Hepler Broom, LLC

Don’t Cry Over Spilled Wine

June 25, 2019

The Illinois First District Court of Appeals recently decided Babich v. Copernicus Foundation, 2019 IL App (1st) 181537-U (April 26, 2019). Babich is yet another chapter in the long line of slip-and-fall cases litigated in Illinois. This particular chapter concluded in favor of the premises owner, who was found to have fulfilled the duty owed to an invitee. Although not formally reported, Babich provides guidance to premises owners that might encounter this relatively common situation.

In Babich, an event attendee slipped on spilled wine which caused him to fall and resulted in a fractured fibula in his right ankle. The attendee subsequently brought suit against the owner of the event space. In the attendee’s complaint, he alleged that the premises owner failed to properly supervise common areas, failed to maintain the bar area in a safe condition, failed to properly inspect the bar area, failed to maintain the premises in a safe condition, and failed to properly exercise the degree of care required.

During the course of the attendee’s deposition, he testified that he slipped while walking toward the self-serve bar where wine was being served at the event. The attendee denied seeing anything on the floor prior to his fall; he only admitted to seeing a puddle of wine on the floor after he had fallen.

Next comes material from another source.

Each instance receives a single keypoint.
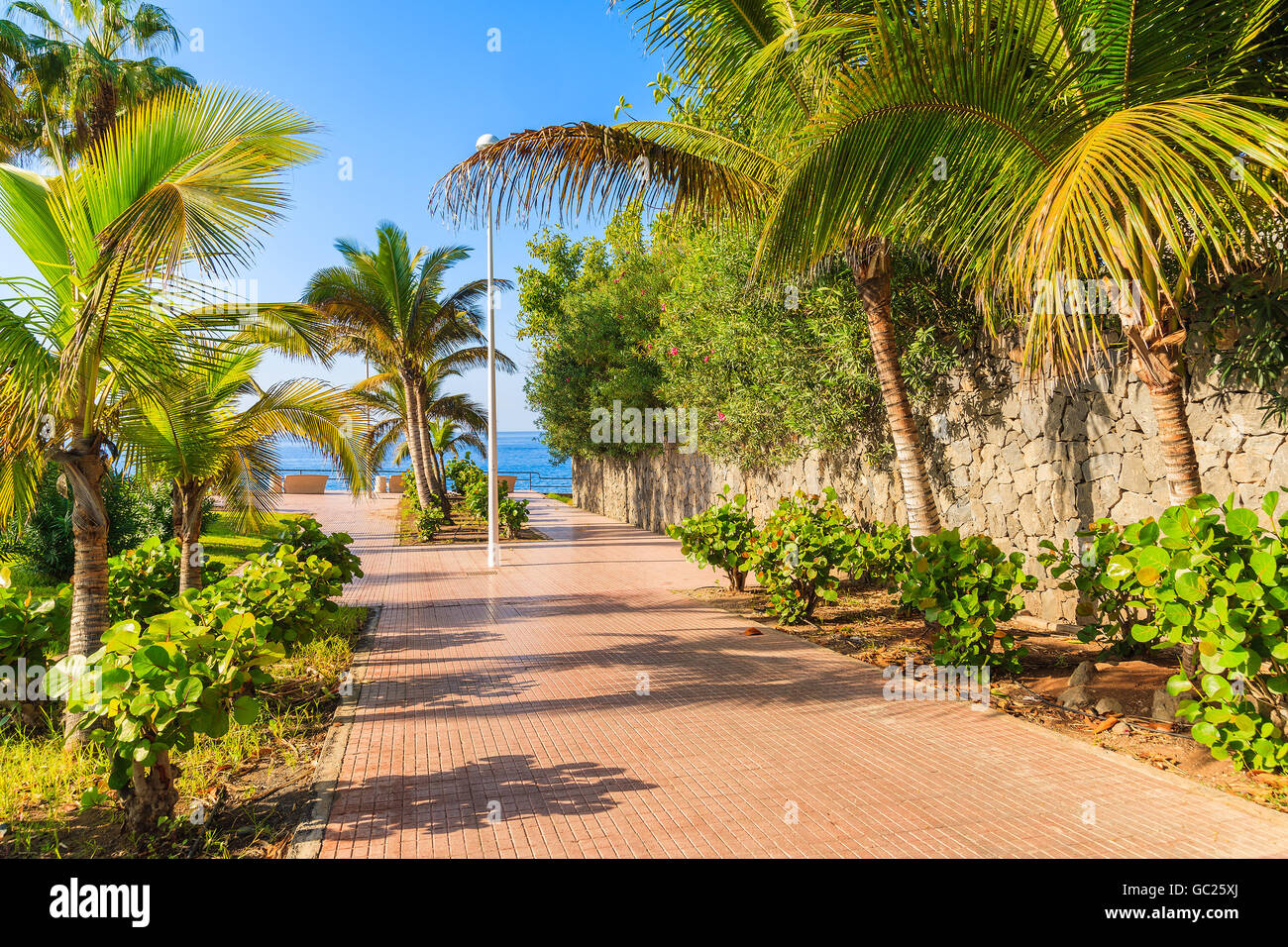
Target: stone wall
(1017, 463)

The attendee further testified that he did not know how the wine got on the floor or how long the wine was on the floor prior to his fall. The premises owner’s managing director testified that they did not employ any servers at the event. Rather, event attendees came to the self-serve bar to collect a glass of wine that had been poured and placed on the bar by the premises owner’s bartenders. Of particular importance, the bartenders did not go out into the area where the wine was consumed but remained behind the bar. As a result, the attendees were the only people who handled the wine once it left the bar top. The two bartenders and a building supervisor were the only employees on site at the time of the accident.

The premises owner argued in its motion for summary judgment that it did not owe a duty of care to the injured attendee at the time of the accident. The premises owner further argued that no evidence had been presented that the premises owner’s employees created the wine spill through their own negligence, that its employees knew of the wine spill, or that the wine had been present on the floor for so long that its employees had constructive notice of the spill. The trial court granted the premises owner’s motion for summary judgment stating that the attendee had not presented any evidence “which would even permit a reasonable inference that one of defendant’s employees spilled the wine” or that the premises owner had “actual or constructive notice” of the spilled wine.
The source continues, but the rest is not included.